Writing memories in the hot path¶
Creating memories during runtime offers both advantages and challenges. On the positive side, this approach allows for real-time updates, making new memories immediately available for use in subsequent interactions. It also enables transparency, as users can be notified when memories are created and stored.
However, this method also presents challenges. It may increase complexity if the agent requires a new tool to decide what to commit to memory. In addition, the process of reasoning about what to save to memory can impact agent latency. Finally, the agent must multitask between memory creation and its other responsibilities, potentially affecting the quantity and quality of memories created.
As an example, ChatGPT uses a save_memories tool to upsert memories as content strings, deciding whether and how to use this tool with each user message. See our memory-agent template as an reference implementation.

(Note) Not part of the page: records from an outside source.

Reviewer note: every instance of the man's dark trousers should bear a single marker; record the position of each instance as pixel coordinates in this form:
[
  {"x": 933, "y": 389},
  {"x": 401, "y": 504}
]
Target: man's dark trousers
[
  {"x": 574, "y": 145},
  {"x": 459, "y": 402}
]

Writing memories in the background¶
Creating memories as a separate background task offers several advantages. It eliminates latency in the primary application, separates application logic from memory management, and allows for more focused task completion by the agent. This approach also provides flexibility in timing memory creation to avoid redundant work.
However, this method has its own challenges. Determining the frequency of memory writing becomes crucial, as infrequent updates may leave other threads without new context. Deciding when to trigger memory formation is also important. Common strategies include scheduling after a set time period (with rescheduling if new events occur), using a cron schedule, or allowing manual triggers by users or the application logic.
See our memory-service template as an reference implementation.